By Suzanne Herel
PJM’s solution-based distribution factor cost allocation method is inappropriate in certain situations and an alternative scheme should be developed, the majority of commenters told FERC as the comment period on the issue closed last week (EL15-95).
FERC called for an inquiry in November in response to complaints over the cost allocation for two transmission projects: a stability fix for New Jersey’s Artificial Island nuclear complex and the Bergen-Linden Corridor upgrade.
Of 10 filings, only two, from Public Service Electric and Gas and the PJM Transmission Owners, defended the status quo, echoing their testimony at a Jan. 12 technical conference on the issue. (See DFAX: ‘Poison Pill’ or ‘Best Method’ of Cost Allocation?)
FERC posed two questions: Is there a definable category of projects for which the DFAX cost allocation method might not be appropriate, and could a fair approach be developed for those occasions?
“Cost causation is the gold standard for allocation of new transmission projects,” wrote Hudson Transmission Partners and Neptune Regional Transmission System.
“When an analytical methodology hits the boundaries of its usefulness (and every model has such bounds), it starts to kick out unreasonable results,” they said. “The solution-based DFAX cost allocations for the New Jersey projects and for Artificial Island are jarring in their unreasonableness.”
PSE&G disagreed, saying the evidence “does not provide any basis for identifying one or more categories of [Regional Transmission Expansion Plan] projects for which the current solution-based DFAX cost allocation methodology does not provide a just and reasonable methodology for allocating costs commensurate with benefits. To the contrary, the cost allocation for each of the projects at issue in the underlying dockets is supported by the existing record.”
The transmission owners’ group concurred.
“Solution-based DFAX provides a just and reasonable measure of benefits from relative use over time for the vast majority of reliability projects in PJM,” the TOs wrote.

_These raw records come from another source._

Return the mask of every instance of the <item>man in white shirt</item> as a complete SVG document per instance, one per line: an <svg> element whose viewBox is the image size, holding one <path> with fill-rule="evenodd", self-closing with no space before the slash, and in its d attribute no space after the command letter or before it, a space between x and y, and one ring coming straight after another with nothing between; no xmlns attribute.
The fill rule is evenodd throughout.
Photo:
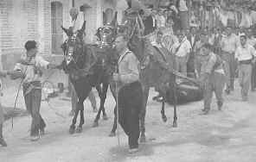
<svg viewBox="0 0 256 162"><path fill-rule="evenodd" d="M72 8L69 10L69 14L71 16L70 27L72 28L72 31L75 33L83 26L85 22L84 14L83 12L80 12L76 8Z"/></svg>
<svg viewBox="0 0 256 162"><path fill-rule="evenodd" d="M253 32L252 31L252 28L247 29L247 43L256 47L256 38L254 38ZM254 91L256 89L256 64L253 64L253 69L252 69L252 85L251 85L252 91Z"/></svg>
<svg viewBox="0 0 256 162"><path fill-rule="evenodd" d="M221 38L221 58L228 64L229 67L229 78L227 83L226 92L229 94L230 90L234 90L234 82L236 71L236 62L234 59L234 52L237 47L240 46L240 40L237 36L232 33L231 28L227 27L226 34Z"/></svg>
<svg viewBox="0 0 256 162"><path fill-rule="evenodd" d="M22 78L23 96L27 110L32 117L30 137L37 140L40 134L44 134L46 124L40 114L42 100L42 69L59 68L56 65L37 55L37 44L35 40L25 43L26 56L16 64L13 72L8 72L12 79Z"/></svg>
<svg viewBox="0 0 256 162"><path fill-rule="evenodd" d="M208 114L214 92L219 110L223 105L222 91L225 85L225 72L223 61L220 56L211 51L211 45L203 44L200 48L200 54L196 62L200 69L199 80L203 87L204 115Z"/></svg>
<svg viewBox="0 0 256 162"><path fill-rule="evenodd" d="M241 96L243 101L248 99L248 90L251 82L252 63L255 63L256 51L246 43L245 34L240 34L240 44L235 51L235 59L239 62L239 80L241 87Z"/></svg>
<svg viewBox="0 0 256 162"><path fill-rule="evenodd" d="M187 40L184 31L178 31L177 37L179 41L172 47L172 53L176 58L176 70L187 76L187 63L191 52L190 42Z"/></svg>

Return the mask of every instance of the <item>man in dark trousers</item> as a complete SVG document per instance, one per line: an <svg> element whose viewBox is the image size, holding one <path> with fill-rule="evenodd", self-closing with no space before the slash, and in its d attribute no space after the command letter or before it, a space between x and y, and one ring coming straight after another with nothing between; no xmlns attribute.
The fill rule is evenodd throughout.
<svg viewBox="0 0 256 162"><path fill-rule="evenodd" d="M127 47L128 38L119 35L115 40L119 54L118 73L113 80L118 88L118 122L128 135L129 153L138 151L139 112L142 107L143 91L139 82L138 59Z"/></svg>
<svg viewBox="0 0 256 162"><path fill-rule="evenodd" d="M26 54L16 64L14 71L9 72L12 79L22 78L23 96L27 110L32 117L30 140L37 140L44 134L46 124L40 114L42 100L42 75L43 69L54 69L58 65L51 64L38 55L35 40L25 43ZM58 68L60 68L59 66Z"/></svg>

The remaining commenters said that DFAX should not be used to assign cost for projects not driven by flow-based issues, such as the stability fix at Artificial Island.
“The commission should direct PJM to modify the DFAX methodology to include load zone counterflow impacts in determining load zone impacts on that studied facility, to consider whether a project’s need is driven by flow-based issues, and to eliminate discriminatory post-analysis exceptions including the de minimis threshold,” wrote ITC Mid-Atlantic.
Wrote Consolidated Edison: “The record here, as developed at the technical conference, establishes that there is no rational relationship between energy flows and the intended benefits of non-overload projects.”
The Delaware Public Service Commission, together with the Maryland Public Service Commission, Delaware Division of Public Advocate and the Maryland Office of People’s Counsel, asked FERC to determine that stability-driven projects constitute a definable category for which the DFAX method should not be used.
Similarly, Old Dominion Electric Cooperative asked FERC to direct PJM to use an alternative cost allocation method for projects designed to address generator stability problems.
Weighing in with similar concerns were Linden VFT, the New York Power Authority and the Easton Utilities Commission.